Karim is known for editing anthologies and sharing the stories of Iranian-Americans, including A World Between: Poems, Short Stories, and Essays by Iranian-Americans (1999) and Tremors: New Fiction by Iranian American Writers (2013). From 1999 until 2017, Karim worked at San José State University, where she was a co-director of its Persian Studies Program.

Karim and Soumyaa K. Behrnes co-directed the documentary film The Dawn is Too Far: Stories of Iranian-American Life (2024), which follows the Iranian diaspora community in the San Francisco Bay Area from the 1950s until present day.

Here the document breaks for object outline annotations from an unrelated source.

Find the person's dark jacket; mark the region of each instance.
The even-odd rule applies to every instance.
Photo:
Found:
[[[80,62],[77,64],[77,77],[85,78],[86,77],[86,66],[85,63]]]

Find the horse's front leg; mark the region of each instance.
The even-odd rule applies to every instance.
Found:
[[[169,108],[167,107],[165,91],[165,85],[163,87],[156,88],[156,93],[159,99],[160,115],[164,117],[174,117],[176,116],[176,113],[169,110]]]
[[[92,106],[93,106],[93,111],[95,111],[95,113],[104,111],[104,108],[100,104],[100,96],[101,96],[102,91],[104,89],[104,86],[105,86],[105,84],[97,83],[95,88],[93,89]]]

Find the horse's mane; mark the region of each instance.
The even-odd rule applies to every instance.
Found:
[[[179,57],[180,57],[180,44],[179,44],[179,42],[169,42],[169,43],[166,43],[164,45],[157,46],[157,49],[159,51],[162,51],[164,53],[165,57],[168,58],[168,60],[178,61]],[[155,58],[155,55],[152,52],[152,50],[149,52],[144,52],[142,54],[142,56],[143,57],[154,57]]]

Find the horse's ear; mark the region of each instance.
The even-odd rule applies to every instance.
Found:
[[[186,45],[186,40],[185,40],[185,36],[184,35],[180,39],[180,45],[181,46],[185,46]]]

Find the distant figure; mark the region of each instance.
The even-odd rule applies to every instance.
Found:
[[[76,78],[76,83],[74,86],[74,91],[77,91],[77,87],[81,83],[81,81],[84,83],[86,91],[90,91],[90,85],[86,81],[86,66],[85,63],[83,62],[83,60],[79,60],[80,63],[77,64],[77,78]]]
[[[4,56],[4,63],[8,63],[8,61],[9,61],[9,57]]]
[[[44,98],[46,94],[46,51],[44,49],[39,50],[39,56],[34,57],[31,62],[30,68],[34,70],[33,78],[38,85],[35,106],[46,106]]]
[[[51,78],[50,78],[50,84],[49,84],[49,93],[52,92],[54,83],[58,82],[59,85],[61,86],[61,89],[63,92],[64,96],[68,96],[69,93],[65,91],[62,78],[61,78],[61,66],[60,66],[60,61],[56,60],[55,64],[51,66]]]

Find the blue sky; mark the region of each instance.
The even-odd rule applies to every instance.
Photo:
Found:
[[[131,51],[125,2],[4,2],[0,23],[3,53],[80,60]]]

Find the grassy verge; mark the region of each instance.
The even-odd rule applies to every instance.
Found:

The Center for Iranian Diaspora Studies is scheduled to close in 2025.

== Publications ==
- Karim, Persis Maryam (1993). "The Search for History in Persian Fiction: The Case of Simin Daneshvar's Savushun"
- Karim, Persis Maryam (1998). "Fissured Nations and Exilic States: Displacement, Exile, and Diaspora in Twentieth-century Writing by Women"
- Karim, Persis M. (1999). "A World Between: Poems, Short Stories, and Essays by Iranian-Americans"
- Karim, Persis M. (2006). "Let Me Tell You Where I've Been: New Writing by Women of the Iranian Diaspora"
- Amirrezvani, Anita (2013). "Tremors: New Fiction by Iranian American Writers"

=== Contributions ===
- Parsipur, Shahrnush (2004). "Women Without Men: A Novel of Modern Iran"
- Karim, Persis (2018). "Iranians Have Always Lived Limbo in the United States. Now it is Chaos."